Ein größerer Gegensatz ist kaum vorstellbar. Für viele ist die
Osterbotschaft dadurch desavouiert, sie verstehen unsere Feste nicht
und können unsere Osterfreude nicht teilen.
Diese
Spannung ist aber schon in der Liturgie und in den Texten der
Heiligen Schrift gegenwärtig: In der Lesung aus der
Apostelgeschichte haben wir die Predigt des Apostel Petrus gehört:
„Den Urheber des Lebens habt ihr getötet!“
Die
Heilige Schrift des Neuen Testaments und die Glaubensverkündigung
der Kirche haben mit immer neuen Worten versucht, das Geheimnis Jesu
zur Sprache zu bringen: wir nennen Jesus den Christus, den Messias,
Menschensohn, Sohn Gottes, Erlöser, Kyrios – Herr. Alle diese
Begriffe sind unverzichtbar und belegen das beharrliche Ringen der
Kirche, die österliche Botschaft in neue Situationen und Umwelten
hineinzutragen. Vielleicht sollten wir heute dieses Wort und seine
Wahrheit neu entdecken: Jesus Christus – der Urheber des Lebens.
Was
meint Petrus, wenn er Jesus als „Urheber des Lebens“ bekennt?

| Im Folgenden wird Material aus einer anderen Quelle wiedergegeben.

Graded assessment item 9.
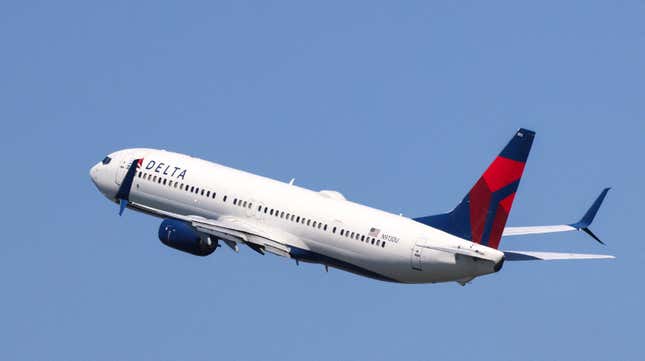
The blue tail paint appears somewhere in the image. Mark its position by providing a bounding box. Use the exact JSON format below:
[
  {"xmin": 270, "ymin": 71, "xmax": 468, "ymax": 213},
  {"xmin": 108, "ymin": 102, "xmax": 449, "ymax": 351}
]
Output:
[{"xmin": 415, "ymin": 129, "xmax": 535, "ymax": 248}]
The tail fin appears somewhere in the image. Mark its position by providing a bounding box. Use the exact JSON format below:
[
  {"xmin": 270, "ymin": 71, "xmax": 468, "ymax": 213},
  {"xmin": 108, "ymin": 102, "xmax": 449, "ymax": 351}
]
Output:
[{"xmin": 415, "ymin": 129, "xmax": 535, "ymax": 248}]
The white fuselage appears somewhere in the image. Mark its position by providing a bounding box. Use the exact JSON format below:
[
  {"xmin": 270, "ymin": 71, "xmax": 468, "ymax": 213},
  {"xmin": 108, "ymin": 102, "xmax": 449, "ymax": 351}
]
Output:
[{"xmin": 90, "ymin": 149, "xmax": 503, "ymax": 283}]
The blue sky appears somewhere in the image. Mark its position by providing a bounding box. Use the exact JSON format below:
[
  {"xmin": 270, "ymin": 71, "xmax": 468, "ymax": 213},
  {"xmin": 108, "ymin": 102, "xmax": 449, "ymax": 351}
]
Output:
[{"xmin": 0, "ymin": 1, "xmax": 645, "ymax": 360}]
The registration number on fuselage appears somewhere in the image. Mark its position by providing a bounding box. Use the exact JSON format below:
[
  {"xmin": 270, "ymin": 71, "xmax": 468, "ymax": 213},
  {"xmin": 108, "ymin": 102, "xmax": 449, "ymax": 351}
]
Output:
[{"xmin": 381, "ymin": 233, "xmax": 399, "ymax": 243}]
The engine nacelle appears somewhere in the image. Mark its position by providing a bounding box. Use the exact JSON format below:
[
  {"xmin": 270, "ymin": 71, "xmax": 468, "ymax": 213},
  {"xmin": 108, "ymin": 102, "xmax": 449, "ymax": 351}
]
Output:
[{"xmin": 159, "ymin": 219, "xmax": 218, "ymax": 256}]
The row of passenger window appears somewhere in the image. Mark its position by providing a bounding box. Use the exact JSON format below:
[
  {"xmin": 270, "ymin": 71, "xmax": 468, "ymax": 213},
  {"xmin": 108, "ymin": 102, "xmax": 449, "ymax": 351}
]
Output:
[
  {"xmin": 137, "ymin": 171, "xmax": 218, "ymax": 202},
  {"xmin": 138, "ymin": 171, "xmax": 385, "ymax": 248},
  {"xmin": 258, "ymin": 205, "xmax": 385, "ymax": 248}
]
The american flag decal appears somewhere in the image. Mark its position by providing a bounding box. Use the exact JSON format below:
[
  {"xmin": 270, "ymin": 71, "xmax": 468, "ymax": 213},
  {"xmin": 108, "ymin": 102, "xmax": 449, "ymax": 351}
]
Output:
[{"xmin": 368, "ymin": 227, "xmax": 381, "ymax": 237}]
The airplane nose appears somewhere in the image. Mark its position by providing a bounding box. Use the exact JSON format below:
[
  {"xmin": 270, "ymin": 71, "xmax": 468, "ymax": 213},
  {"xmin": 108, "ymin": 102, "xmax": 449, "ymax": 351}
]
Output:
[{"xmin": 90, "ymin": 163, "xmax": 100, "ymax": 184}]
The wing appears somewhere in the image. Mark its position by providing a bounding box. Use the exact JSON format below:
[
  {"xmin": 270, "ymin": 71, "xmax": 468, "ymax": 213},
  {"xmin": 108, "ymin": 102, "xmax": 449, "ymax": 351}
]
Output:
[
  {"xmin": 504, "ymin": 251, "xmax": 616, "ymax": 261},
  {"xmin": 502, "ymin": 188, "xmax": 611, "ymax": 244},
  {"xmin": 128, "ymin": 202, "xmax": 308, "ymax": 257}
]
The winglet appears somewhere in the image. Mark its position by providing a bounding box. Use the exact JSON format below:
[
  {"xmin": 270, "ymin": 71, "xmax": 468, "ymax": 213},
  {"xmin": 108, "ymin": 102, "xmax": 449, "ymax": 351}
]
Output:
[{"xmin": 570, "ymin": 188, "xmax": 611, "ymax": 245}]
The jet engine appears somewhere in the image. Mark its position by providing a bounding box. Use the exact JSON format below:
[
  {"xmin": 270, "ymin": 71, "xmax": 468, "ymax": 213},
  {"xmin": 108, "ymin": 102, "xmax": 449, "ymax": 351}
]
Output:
[{"xmin": 159, "ymin": 219, "xmax": 219, "ymax": 256}]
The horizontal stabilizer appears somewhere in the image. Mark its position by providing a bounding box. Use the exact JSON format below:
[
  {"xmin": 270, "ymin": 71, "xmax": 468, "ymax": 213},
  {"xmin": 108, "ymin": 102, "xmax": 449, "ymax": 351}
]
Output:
[
  {"xmin": 502, "ymin": 188, "xmax": 611, "ymax": 244},
  {"xmin": 504, "ymin": 251, "xmax": 616, "ymax": 261}
]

Zunächst durchaus eine Erfahrung, die die Jünger Jesu schon vor
dem Karfreitag gemacht haben: Jesus hat ihnen Leben geschenkt, geschützt
und erneuert:
den Sündern
– vom Verlorenen Sohn heißt es im Evangelium: „Jetzt müssen
wir uns doch freuen und ein Fest feiern, denn dein Bruder war tot
und lebt wieder; er war verloren und ist wiedergefunden worden“;
den
Kranken und Ausgestoßenen: sie haben durch Jesus Heil und eine neue
Gemeinschaft gefunden; Leben heißt immer auch Mit-Leben;
Frauen
und Kinder haben durch Jesus neues Ansehen gewonnen.
Sie
alle verdanken Jesus einen neuen Anfang ihres Lebens.
Aus
der Predigt des Petrus spricht nun diese Erschütterung: ihn, der
uns Leben gegeben hat, der für uns der Urheber des Lebens geworden
ist – habt ihr getötet! Eine Erschütterung, die noch lange
nachhallt: Friedrich Nietzsche hat die nihilistischen Konsequenzen
des Atheismus angedeutet. Er fügt seiner Botschaft vom Tod Gottes
die Frage an: „Was taten wir, als wir diese Erde von ihrer Sonne
losketteten? Wohin bewegt sie sich nun? Wohin bewegen wir uns? Fort
von allen Sonnen? Stürzen wir nicht fortwährend? Und rückwärts,
seitwärts, vorwärts, nach allen Seiten? Gibt es noch ein Oben und
ein Unten? Irren wir nicht wie durch ein unendliches Nichts? Haucht
uns nicht der leere Raum an? Ist es nicht kälter geworden? Kommt
nicht immerfort die Nacht und mehr Nacht?“
Die
Botschaft geht aber weiter: „Den Urheber des Lebens habt ihr getötet.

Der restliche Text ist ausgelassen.